記事のポイント
- アマゾン熱帯雨林を共有する南米8カ国が「ベレン宣言」を採択
- アマゾンの包括的な森林保護対策を進める連携枠組みだ
- 2030年までに森林破壊をゼロにするという共通目標の設定には至らなかった
アマゾン熱帯雨林を共有する南米8カ国は8月8日、包括的な森林保護対策を進める連携枠組み「ベレン宣言」を採択した。アマゾンが「回帰不能点」に達するのを防ぐために、森林保全や先住民族の権利保障など、113の目標と原則を定めた。
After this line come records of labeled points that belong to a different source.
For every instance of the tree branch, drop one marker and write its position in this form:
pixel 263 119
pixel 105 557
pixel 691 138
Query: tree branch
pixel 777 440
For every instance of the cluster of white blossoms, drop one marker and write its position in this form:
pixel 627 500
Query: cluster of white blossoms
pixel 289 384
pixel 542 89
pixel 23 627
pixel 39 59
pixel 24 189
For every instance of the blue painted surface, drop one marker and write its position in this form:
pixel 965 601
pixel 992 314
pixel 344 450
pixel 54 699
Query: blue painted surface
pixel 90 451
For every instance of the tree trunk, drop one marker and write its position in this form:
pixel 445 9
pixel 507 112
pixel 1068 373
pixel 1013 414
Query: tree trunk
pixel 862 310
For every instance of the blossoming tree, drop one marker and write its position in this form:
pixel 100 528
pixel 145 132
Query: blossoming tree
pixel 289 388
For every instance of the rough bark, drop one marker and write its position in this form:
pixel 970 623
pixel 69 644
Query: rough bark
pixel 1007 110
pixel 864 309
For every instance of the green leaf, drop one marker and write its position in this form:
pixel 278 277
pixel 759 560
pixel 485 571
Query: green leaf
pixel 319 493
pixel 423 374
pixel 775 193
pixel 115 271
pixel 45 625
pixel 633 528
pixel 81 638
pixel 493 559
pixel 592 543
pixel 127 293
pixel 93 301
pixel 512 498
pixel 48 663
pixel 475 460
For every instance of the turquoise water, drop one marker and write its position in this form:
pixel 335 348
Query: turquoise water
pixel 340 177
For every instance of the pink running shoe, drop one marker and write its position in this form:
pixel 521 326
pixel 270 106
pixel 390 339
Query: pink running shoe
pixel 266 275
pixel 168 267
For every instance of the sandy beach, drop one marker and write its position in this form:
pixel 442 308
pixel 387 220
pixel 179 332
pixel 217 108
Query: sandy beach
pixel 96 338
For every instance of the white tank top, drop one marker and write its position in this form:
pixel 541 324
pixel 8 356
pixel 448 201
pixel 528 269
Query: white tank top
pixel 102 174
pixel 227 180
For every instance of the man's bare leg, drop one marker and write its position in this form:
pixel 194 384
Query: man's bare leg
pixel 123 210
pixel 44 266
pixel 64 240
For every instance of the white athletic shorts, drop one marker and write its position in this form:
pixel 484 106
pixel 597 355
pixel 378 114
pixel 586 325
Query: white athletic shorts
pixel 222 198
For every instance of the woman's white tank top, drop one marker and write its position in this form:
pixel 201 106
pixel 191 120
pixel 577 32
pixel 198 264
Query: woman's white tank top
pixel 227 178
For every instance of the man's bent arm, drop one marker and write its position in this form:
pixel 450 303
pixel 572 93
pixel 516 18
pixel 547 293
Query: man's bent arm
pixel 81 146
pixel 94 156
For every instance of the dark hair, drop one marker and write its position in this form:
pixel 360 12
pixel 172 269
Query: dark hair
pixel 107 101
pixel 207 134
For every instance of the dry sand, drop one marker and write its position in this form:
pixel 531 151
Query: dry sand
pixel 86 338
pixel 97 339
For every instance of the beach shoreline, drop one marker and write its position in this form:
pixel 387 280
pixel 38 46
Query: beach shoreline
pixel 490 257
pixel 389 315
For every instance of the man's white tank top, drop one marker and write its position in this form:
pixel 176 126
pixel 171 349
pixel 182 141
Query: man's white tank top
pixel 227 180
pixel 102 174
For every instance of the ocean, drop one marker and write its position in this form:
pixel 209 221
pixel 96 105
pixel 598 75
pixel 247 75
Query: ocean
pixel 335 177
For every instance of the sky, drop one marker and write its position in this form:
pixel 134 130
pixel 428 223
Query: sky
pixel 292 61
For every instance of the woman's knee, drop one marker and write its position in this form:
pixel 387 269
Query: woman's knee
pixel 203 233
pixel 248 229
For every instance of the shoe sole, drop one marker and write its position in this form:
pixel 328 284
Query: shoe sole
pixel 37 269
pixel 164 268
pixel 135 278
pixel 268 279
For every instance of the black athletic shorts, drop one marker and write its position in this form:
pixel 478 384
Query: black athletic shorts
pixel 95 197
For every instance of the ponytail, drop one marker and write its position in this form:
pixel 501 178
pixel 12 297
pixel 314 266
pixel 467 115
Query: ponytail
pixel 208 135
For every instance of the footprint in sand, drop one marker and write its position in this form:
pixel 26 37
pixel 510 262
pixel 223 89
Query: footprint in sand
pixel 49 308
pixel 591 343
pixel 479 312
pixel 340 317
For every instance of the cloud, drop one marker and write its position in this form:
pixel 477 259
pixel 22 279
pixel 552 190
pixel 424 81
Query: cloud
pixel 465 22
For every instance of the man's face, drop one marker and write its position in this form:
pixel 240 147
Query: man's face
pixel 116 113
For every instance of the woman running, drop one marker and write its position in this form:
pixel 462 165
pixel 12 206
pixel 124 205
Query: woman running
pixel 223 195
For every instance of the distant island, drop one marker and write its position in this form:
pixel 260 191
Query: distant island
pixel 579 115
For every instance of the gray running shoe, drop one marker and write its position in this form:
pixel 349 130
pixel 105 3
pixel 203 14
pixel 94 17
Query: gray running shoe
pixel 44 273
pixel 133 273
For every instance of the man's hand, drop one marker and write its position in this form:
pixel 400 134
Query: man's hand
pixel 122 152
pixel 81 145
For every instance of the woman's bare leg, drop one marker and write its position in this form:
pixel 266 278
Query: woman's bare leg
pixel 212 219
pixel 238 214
しかし、2030年までに森林破壊をゼロにするという共通目標を設定するには至らなかった。(オルタナ副編集長=吉田広子)
ベレン宣言は、ラジル北部ベレンで開かれた首脳会議で採択された。ブラジル、ボリビア、コロンビア、エクアドル、ガイアナ、ペルー、スリナム、ベネズエラの首脳が参加した。
アマゾンの熱帯雨林破壊は急速に進んでいる。ブラジル国立宇宙研究所は、2021年8月から2022年7月の1年間で、1万1568平方キロメートルの熱帯雨林が消失したとの推計を発表。WWF(世界自然保護基金)は、アマゾン流域の 17%で森林伐採が進み、回復力を失い、「回帰不能点が近づいている」と報告した。
ブラジルはアマゾンの6割を有する。1月に就任したルイス・イナシオ・ルラ・ダ・シルヴァ・ブラジル大統領は、2030年までに森林伐採や森林開拓を終わらせると公約した。ブラジルでの森林伐採は減少傾向にあるものの、依然として熱帯雨林は失われ続けている。
ルラ大統領は、2030年までに森林破壊を終わらせることを8カ国の共通目標にしようと首脳会議で呼びかけていたが、合意には至らなかった。
米シンクタンク国際環境法センター(CIEL、本部ワシントン DC)は9日に声明を発表。原生林を土地転用にさせる工業的農業や石油採掘産業に対するプレッシャーがないこと、先住民族の権利を脅かしている状況に対して、懸念を示した。